Se un tappeto verde attrae per la comodità di sedersi, sdraiarsi al sole, correre e giocare, appare come una vera e propria degenerazione il giardino pubblico ove sia vietato calpestare l'erba; non sarebbe allora più bella e sensata una prateria fiorita? Altrettanto inesplicabili, se non come ostentazione di lusso, certi immacolati nastri verdi tra le rotaie dei tram.
Olivier Filippi e sua moglie Clara hanno viaggiato anni nel clima mediterraneo anche fuori del nostro bacino – in California e Australia, Nuova Zelanda e Sud Africa – alla ricerca di Alternatives au gazon. Hanno studiato come fare lavorare la natura per l'uomo, tenendo conto di densità fogliare – che scoraggia altre essenze – allelopatia – che altre essenze avvelena – resistenza allo stress e capacità di vivere dove nient'altro potrebbe.

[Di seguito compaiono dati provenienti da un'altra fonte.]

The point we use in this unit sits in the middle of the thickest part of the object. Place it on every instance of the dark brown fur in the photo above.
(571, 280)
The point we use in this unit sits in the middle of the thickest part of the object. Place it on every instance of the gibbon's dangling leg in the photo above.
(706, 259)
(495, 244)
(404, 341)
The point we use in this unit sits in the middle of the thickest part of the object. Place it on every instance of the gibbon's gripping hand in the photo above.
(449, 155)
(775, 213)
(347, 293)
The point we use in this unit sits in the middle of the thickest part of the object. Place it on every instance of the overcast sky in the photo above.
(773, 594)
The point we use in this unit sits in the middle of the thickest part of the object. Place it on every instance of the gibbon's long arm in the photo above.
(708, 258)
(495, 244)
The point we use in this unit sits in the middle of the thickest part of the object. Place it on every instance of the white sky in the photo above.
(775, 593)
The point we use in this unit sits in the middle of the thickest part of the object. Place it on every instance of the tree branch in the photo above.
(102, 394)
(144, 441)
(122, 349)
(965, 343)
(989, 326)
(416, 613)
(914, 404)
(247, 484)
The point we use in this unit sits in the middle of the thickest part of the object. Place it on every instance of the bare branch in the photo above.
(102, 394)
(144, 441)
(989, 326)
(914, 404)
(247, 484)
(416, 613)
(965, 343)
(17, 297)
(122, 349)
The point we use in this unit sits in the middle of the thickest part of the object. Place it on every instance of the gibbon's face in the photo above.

Hanno scoperto erbe capaci di coprire il suolo anche senza irrigazione, come Zoysia tenuifolia, piante striscianti, come Thymus serpyllum (Elfin), cespuglietti, come Ballota acetabulosa o Euphorbia myrsinites, da disporre in aree pacciamate a ghiaino, di facile manutenzione e bell'effetto.

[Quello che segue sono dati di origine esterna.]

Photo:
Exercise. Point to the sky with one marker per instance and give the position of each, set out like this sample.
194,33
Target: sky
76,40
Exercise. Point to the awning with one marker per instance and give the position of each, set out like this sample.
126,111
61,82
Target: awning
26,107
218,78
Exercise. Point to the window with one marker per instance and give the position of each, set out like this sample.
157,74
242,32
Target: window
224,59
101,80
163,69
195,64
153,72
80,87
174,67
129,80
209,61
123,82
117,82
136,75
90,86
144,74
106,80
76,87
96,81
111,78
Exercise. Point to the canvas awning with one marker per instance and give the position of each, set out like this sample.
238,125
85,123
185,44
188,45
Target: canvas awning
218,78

Perché il giardino va concepito riflettendo sulla manutenzione inevitabile e comprendendo che non è indispensabile percorrerlo tutto, anzi: assai più appagante gironzolare per sentieri tra aree gioiosamente miste, dove non è necessariamente il verde il colore dominante. Il prato ha portato alla banalizzazione del paesaggio: pareva la risposta più facile alla domanda «cosa ci metto qui?». Ma basta guardare i paesaggi selvatici, per vedere come sia ricchissima la gamma delle coprisuolo possibili, e come nulla vieti di averne anche di non calpestabili.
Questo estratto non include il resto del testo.